Doğum sonrası metabolik hastalıklar, metritis, mastitis, ayak hastalıkları gibi sağlık sorunları; kızgınlık sürelerini uzatmakta veya şiddetine bağlı olarak da ovulasyonu tamamen ortadan kaldırabilmektedir. İneklerin, kapalı ahırlarda boynundan bağlı olmaları bir stres faktörüdür.
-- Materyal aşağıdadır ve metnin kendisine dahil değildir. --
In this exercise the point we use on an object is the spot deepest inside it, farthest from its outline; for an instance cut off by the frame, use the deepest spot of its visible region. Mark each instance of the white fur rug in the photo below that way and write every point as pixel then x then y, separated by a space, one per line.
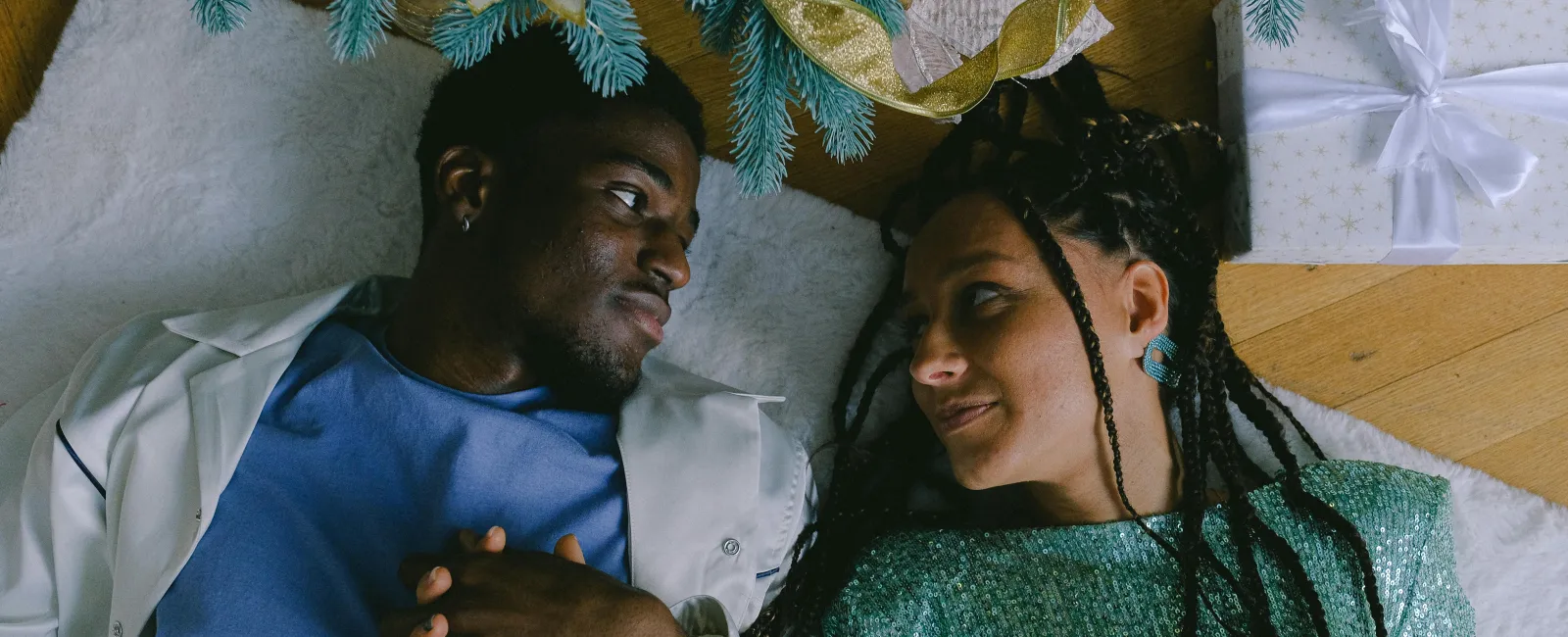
pixel 164 169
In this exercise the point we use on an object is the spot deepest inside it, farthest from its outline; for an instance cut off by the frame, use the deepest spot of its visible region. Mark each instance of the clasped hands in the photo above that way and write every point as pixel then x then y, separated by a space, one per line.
pixel 485 590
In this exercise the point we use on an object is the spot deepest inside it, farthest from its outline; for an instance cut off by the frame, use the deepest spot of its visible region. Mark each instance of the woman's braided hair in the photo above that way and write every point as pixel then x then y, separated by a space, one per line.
pixel 1120 184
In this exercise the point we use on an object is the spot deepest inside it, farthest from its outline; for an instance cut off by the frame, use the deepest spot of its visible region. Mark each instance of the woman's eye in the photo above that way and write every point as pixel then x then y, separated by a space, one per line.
pixel 977 295
pixel 631 198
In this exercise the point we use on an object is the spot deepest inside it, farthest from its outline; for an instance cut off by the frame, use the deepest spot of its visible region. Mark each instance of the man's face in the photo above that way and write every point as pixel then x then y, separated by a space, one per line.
pixel 590 242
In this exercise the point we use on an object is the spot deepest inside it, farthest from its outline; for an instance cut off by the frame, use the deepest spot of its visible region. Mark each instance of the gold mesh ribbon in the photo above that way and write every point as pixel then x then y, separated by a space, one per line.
pixel 574 12
pixel 852 44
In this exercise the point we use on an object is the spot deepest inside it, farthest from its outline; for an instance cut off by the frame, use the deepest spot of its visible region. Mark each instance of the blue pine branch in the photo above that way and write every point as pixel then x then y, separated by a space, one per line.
pixel 466 38
pixel 220 16
pixel 841 114
pixel 723 23
pixel 1274 21
pixel 760 120
pixel 355 27
pixel 611 47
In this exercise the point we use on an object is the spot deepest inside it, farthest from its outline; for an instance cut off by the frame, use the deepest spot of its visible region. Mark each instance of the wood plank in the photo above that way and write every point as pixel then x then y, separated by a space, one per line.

Ayrıca ineğin boynundan bağlı olması, kızgınlığın en önemli belirtisi olan atlama-durma hareketini önleyerek, kızgınlık takibini güçleştirmektedir.
Kızgınlık belirtilerinin doğru ve/veya zamanında tespit edilmemesinde, rahim iltihaplarında ve enfeksiyöz hastalıklarda (BVD, IBR, Brucelloz vb.), sıcaklık stresinde, hayvan refahının düşük olmasında, karanlık, havasız ve kötü zeminli ahırlarda, yetersiz ve/veya dengesiz rasyonla beslemede; gebelik başına düşen tohumlama sayısı arttığı gibi gebe kalma oranları da düşmektedir.
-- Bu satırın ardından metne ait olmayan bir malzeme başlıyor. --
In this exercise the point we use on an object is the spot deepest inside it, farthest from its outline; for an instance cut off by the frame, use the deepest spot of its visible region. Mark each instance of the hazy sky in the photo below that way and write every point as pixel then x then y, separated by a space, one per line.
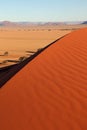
pixel 43 10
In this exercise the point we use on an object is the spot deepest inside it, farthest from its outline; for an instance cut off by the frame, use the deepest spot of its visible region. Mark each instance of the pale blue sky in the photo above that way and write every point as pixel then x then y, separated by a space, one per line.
pixel 43 10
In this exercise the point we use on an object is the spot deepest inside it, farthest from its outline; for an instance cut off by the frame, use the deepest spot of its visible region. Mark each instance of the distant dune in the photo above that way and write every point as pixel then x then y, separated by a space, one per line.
pixel 50 92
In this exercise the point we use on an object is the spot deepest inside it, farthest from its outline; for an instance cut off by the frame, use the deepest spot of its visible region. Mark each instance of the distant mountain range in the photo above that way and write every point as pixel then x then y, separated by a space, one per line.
pixel 13 24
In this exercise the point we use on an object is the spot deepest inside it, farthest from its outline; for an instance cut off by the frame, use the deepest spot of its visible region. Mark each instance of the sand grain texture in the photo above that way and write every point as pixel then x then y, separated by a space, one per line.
pixel 49 93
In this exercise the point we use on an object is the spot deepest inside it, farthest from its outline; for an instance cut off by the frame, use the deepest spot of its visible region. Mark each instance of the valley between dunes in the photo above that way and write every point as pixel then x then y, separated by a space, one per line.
pixel 50 92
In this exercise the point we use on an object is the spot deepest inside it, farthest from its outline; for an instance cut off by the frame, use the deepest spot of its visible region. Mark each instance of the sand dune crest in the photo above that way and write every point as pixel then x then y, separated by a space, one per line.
pixel 50 92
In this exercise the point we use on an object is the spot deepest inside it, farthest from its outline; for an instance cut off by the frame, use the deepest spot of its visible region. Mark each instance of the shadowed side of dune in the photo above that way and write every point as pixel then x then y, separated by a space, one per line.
pixel 50 92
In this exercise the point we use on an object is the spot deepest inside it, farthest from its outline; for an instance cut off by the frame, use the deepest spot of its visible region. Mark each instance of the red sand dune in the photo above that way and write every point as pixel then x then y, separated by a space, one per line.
pixel 50 92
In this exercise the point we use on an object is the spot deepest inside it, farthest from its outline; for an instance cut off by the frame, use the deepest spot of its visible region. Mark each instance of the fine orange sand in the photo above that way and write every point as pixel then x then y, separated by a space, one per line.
pixel 49 93
pixel 17 41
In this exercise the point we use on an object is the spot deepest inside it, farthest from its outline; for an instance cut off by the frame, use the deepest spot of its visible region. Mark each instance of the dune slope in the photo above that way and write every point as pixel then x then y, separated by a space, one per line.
pixel 50 92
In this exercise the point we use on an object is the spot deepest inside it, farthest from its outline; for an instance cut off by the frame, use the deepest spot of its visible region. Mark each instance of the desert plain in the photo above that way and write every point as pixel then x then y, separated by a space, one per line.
pixel 22 42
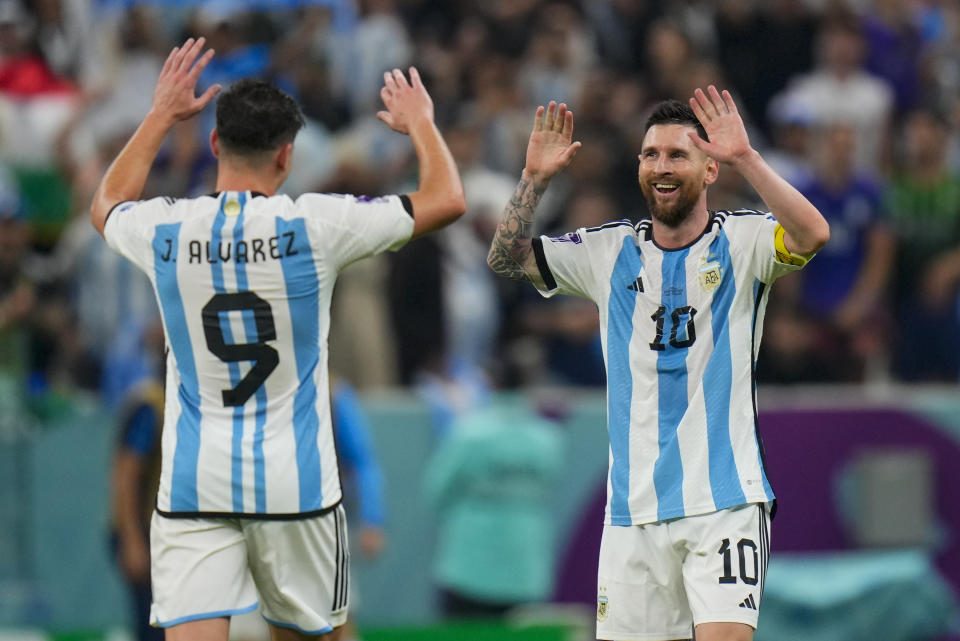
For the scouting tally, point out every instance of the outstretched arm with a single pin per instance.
(439, 198)
(549, 150)
(174, 99)
(806, 230)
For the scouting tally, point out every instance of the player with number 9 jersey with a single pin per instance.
(249, 512)
(244, 283)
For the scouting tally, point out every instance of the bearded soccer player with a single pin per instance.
(248, 508)
(681, 298)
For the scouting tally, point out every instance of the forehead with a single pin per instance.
(669, 136)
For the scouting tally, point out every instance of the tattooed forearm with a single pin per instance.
(511, 253)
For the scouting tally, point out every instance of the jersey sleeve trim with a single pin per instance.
(407, 204)
(112, 209)
(783, 254)
(545, 273)
(260, 516)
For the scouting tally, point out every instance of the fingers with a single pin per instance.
(567, 129)
(717, 101)
(415, 80)
(698, 111)
(208, 95)
(201, 65)
(712, 104)
(699, 142)
(561, 117)
(538, 119)
(571, 152)
(400, 79)
(551, 117)
(389, 82)
(728, 100)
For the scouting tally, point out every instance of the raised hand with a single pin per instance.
(175, 95)
(406, 102)
(550, 148)
(720, 118)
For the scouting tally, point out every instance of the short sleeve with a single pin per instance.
(126, 227)
(570, 264)
(769, 257)
(354, 227)
(565, 264)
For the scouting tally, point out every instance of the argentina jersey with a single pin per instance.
(244, 283)
(680, 331)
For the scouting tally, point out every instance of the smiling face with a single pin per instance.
(673, 173)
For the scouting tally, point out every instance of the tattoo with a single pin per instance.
(512, 245)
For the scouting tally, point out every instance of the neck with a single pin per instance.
(685, 233)
(233, 178)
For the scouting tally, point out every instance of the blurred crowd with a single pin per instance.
(857, 103)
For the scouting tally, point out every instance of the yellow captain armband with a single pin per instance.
(783, 254)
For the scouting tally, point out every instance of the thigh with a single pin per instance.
(301, 569)
(640, 586)
(726, 564)
(199, 570)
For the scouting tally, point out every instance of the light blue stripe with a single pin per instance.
(300, 276)
(672, 390)
(621, 307)
(207, 615)
(252, 335)
(763, 470)
(183, 489)
(718, 385)
(292, 626)
(236, 455)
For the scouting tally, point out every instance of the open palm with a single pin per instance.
(550, 148)
(719, 116)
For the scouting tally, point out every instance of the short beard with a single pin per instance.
(670, 215)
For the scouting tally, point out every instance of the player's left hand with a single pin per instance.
(720, 118)
(175, 95)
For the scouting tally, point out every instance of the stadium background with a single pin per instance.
(855, 102)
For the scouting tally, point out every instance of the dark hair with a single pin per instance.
(254, 116)
(674, 112)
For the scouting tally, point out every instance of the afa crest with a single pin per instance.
(710, 274)
(603, 606)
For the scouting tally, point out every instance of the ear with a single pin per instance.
(284, 157)
(712, 173)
Sürüde gebelik oranı, doğumdan sonraki ilk tohumlamalarda en az % 45, ikinci ve üçüncü tohumlamalardan sonra ise % 35-40 arasında olmalıdır. Bu oranın düşmesi, sürüde döl tutma sorununun var olduğunu gösterir. Tohumlama sayısı artıkça gebelik oranı düşmektedir. İşletmelerde gebelik indeksi 2’nin altında ( ˂ 2) olmalıdır. Bir başka ifadeyle gebe bırakılan her 100 baş inek için toplamda 200 den az tohumlama yapılmalıdır.
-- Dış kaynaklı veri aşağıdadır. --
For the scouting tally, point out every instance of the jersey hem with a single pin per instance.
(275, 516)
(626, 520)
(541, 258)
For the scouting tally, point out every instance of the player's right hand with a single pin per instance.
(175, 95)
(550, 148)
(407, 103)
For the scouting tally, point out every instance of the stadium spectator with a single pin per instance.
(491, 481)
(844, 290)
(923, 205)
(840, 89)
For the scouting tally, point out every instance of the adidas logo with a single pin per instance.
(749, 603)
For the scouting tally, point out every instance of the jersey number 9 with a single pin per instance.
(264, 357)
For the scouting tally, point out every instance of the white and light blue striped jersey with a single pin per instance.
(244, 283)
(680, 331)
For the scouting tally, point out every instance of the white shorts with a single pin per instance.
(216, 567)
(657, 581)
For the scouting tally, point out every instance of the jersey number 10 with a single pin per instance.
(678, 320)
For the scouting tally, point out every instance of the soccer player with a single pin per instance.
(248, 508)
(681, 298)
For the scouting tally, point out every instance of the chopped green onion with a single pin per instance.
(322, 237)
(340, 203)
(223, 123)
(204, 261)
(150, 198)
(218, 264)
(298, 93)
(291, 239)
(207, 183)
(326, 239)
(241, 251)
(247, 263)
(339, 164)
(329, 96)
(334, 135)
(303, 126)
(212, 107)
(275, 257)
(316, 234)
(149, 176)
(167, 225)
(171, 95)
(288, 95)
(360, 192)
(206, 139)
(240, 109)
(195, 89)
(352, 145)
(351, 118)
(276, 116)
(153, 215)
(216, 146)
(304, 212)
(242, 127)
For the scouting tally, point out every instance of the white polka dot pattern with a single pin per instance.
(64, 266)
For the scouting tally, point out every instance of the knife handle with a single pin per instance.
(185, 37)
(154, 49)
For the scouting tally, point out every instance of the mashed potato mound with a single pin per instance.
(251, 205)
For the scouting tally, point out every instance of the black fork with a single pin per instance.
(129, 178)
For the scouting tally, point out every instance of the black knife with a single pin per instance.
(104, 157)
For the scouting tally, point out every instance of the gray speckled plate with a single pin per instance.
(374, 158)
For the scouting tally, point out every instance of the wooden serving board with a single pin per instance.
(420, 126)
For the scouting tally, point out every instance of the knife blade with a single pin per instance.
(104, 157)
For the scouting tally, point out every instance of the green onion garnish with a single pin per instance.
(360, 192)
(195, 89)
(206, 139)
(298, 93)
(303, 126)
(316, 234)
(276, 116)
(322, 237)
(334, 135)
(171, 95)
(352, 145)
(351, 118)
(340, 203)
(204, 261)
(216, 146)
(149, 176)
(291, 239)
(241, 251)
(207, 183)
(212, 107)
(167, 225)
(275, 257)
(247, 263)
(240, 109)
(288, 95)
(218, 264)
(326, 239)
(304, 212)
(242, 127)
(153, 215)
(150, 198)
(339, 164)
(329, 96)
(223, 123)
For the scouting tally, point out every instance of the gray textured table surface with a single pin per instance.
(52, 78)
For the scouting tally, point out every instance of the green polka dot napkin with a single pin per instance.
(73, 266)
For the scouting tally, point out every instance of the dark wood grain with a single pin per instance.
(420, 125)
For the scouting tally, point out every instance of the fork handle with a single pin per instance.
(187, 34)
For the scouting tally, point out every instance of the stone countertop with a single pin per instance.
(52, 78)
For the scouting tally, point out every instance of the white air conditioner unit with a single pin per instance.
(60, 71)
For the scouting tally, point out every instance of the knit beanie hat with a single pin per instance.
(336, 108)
Aynı firmaya ait kesif yemlerde bile farklı partilerde farklı hammaddeler kullanılabilmektedir. Bu nedenle bir parti kesif yemden diğer bir partiye geçerken de kademeli geçiş (alıştırma) yapılmalıdır.
Damızlıkta Kullanma Yaşı
Düveler; ergin canlı ağırlığının yaklaşık % 65’ine, 13-15 aylık yaşa ve en az 127 cm sağrı yüksekliğine (küçük cüsseli jersey ve yerli ırklar hariç) ulaşmadan gebe bırakılmamalıdırlar. Yerli ırk düveler ise, 18 aylık yaştan küçük olmamak üzere, ergin yaş ağırlığının 2/3’üne ulaştığında tohumlanması esas alınmalıdır.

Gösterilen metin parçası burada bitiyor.